Strengths: The recently proposed group-theoretic notion of disentanglement upon which this work builds is a very promising formalization. However, this paper is among the first to actually propose an method which uses this framework to learn disentangled representations. The proposed method is clearly novel, well founded, intuitively appealing and very relevant to representation learning. The empirical evaluation clearly demonstrates the benefit of this method, and that it is indeed able to learn the correct structure of the relevant transformation groups.
Weaknesses: My main concern with this paper is scalability: The proposed parametrization requires a number of pairwise rotation matrices that scales quadratically in the number of latent factors, which may make it impractical for large latent spaces. Furthermore given that this parametrization is the central contribution of this paper, it is unclear how much of the proposed framework would transfer to more complex environments which may require more expressive group structure than SO(n). A further concern is that the proposed method depends on supervised information about the applied transformation. This limits its applicability to synthetic data, or cases where this data is available (eg. in the form of actions).
Correctness: I have no concerns regarding the correctness of the method or the methodology.
Clarity: The paper is well written and easy to understand.
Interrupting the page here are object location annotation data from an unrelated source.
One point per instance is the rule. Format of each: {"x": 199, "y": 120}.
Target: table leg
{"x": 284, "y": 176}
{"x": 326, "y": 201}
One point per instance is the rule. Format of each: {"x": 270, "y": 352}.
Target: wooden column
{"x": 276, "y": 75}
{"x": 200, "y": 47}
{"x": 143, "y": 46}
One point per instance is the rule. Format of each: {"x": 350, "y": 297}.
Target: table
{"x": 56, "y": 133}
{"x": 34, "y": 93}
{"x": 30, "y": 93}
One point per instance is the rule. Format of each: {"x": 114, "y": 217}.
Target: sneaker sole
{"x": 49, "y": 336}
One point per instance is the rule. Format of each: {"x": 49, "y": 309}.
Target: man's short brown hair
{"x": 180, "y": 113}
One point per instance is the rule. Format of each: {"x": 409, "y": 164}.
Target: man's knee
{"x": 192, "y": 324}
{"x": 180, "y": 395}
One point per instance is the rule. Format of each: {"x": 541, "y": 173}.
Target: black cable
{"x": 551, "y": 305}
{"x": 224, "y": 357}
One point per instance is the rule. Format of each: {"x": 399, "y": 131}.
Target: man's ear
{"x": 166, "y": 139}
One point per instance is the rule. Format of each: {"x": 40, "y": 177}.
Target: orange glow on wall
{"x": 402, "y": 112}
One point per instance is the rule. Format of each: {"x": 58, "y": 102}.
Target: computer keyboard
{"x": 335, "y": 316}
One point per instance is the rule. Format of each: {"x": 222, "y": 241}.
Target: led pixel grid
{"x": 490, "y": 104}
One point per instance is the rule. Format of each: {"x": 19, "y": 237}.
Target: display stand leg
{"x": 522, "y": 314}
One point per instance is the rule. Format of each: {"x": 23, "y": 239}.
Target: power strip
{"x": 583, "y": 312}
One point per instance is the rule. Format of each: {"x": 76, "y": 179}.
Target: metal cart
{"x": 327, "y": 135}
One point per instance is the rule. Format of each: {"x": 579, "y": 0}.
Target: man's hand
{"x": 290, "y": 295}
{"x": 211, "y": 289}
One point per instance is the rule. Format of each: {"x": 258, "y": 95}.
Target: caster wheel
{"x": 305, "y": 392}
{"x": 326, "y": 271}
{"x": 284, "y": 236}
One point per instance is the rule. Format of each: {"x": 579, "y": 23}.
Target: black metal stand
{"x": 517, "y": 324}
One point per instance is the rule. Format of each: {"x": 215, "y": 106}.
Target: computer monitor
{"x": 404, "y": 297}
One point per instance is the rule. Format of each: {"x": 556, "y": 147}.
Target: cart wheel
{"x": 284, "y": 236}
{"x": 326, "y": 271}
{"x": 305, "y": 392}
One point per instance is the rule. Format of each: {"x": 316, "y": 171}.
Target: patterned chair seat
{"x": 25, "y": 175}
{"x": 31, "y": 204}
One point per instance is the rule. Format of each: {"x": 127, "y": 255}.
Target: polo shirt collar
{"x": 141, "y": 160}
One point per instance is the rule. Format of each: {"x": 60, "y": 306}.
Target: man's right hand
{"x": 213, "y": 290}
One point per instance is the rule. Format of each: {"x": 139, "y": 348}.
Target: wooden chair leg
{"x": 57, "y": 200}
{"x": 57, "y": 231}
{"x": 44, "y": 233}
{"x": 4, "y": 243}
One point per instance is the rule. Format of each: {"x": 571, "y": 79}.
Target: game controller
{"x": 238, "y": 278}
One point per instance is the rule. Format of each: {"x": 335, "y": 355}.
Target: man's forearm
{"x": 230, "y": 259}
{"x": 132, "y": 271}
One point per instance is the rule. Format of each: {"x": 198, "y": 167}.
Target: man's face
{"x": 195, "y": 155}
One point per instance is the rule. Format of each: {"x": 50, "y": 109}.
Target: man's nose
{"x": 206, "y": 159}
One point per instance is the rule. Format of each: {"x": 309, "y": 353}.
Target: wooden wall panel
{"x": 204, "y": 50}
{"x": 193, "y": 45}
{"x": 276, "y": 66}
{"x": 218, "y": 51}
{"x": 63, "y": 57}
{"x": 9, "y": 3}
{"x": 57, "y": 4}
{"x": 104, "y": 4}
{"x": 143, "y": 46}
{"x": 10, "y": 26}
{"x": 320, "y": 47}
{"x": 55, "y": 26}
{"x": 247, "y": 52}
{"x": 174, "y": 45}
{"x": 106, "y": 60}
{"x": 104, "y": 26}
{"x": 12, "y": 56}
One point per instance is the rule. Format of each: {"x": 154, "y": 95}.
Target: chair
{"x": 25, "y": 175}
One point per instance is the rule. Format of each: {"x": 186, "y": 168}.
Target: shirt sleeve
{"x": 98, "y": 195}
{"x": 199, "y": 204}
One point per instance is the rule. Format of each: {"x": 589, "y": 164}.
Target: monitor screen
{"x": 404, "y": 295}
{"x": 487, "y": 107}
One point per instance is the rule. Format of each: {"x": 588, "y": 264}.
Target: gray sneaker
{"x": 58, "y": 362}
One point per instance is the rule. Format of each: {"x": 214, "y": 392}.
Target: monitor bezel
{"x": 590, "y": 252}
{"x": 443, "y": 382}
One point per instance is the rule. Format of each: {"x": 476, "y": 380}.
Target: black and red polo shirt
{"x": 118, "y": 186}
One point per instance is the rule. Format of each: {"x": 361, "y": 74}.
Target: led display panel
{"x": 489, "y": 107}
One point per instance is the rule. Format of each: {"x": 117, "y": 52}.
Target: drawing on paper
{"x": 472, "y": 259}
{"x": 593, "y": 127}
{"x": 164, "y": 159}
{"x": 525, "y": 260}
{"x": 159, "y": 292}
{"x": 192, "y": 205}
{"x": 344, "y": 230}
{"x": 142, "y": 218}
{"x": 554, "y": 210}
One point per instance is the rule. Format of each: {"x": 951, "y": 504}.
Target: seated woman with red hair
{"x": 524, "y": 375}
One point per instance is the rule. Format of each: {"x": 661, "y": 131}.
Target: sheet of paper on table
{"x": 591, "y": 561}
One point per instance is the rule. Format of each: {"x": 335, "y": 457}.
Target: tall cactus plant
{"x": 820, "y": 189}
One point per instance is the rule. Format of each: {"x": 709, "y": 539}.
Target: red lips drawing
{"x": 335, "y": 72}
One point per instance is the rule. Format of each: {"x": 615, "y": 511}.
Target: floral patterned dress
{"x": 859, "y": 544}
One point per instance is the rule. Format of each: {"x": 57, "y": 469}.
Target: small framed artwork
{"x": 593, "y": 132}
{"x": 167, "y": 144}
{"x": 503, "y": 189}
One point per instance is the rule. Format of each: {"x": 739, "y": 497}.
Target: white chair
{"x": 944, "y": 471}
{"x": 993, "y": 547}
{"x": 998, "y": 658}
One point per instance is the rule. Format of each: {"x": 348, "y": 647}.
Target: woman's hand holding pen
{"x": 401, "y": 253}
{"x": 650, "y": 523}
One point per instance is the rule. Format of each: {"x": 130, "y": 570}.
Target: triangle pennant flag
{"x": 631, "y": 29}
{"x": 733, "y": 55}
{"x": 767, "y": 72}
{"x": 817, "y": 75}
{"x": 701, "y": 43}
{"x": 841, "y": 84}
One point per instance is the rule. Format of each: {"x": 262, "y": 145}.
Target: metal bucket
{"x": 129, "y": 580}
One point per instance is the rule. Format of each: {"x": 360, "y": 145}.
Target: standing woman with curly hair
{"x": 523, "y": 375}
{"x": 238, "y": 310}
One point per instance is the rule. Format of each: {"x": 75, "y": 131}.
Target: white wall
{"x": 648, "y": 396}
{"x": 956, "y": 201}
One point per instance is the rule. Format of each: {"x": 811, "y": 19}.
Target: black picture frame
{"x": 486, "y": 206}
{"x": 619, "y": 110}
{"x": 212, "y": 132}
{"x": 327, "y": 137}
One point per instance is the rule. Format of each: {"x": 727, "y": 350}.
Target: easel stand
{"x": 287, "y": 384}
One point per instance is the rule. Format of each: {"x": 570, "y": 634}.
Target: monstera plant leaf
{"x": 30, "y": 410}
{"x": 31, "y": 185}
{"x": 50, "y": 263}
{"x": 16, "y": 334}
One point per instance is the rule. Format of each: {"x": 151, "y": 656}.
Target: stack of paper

Relation to Prior Work: Relation to other notions of disentanglement is briefly discussed, but that might suffice. As far as I can tell, not much other related work exists so far, because this approach to disentanglement is relatively novel.
Reproducibility: Yes
Additional Feedback: In line 239-241 it is claimed that additional latent dimensions does not change the learned representation. Given the sparsity regularization, I am inclined to believe that, but nonetheless it would have been nice to see this confirmend in an experiment. ------------------------ POST REBUTTAL ----------------------- After reading the rebuttal I realized that scalability is less of an issue than I originally thought. I was worried that the number of required rotation matrices increased quadratically with the size of the representation. However, I did not take into account that each rotation matrix is inherently very sparse with only 4 learned parameters independent of the dimension (as the authors point out). With that, and the additional evidence that unused dimensions are in fact ignored in practice, I am now convinced that this is a solid paper overall, and raise my score to 7.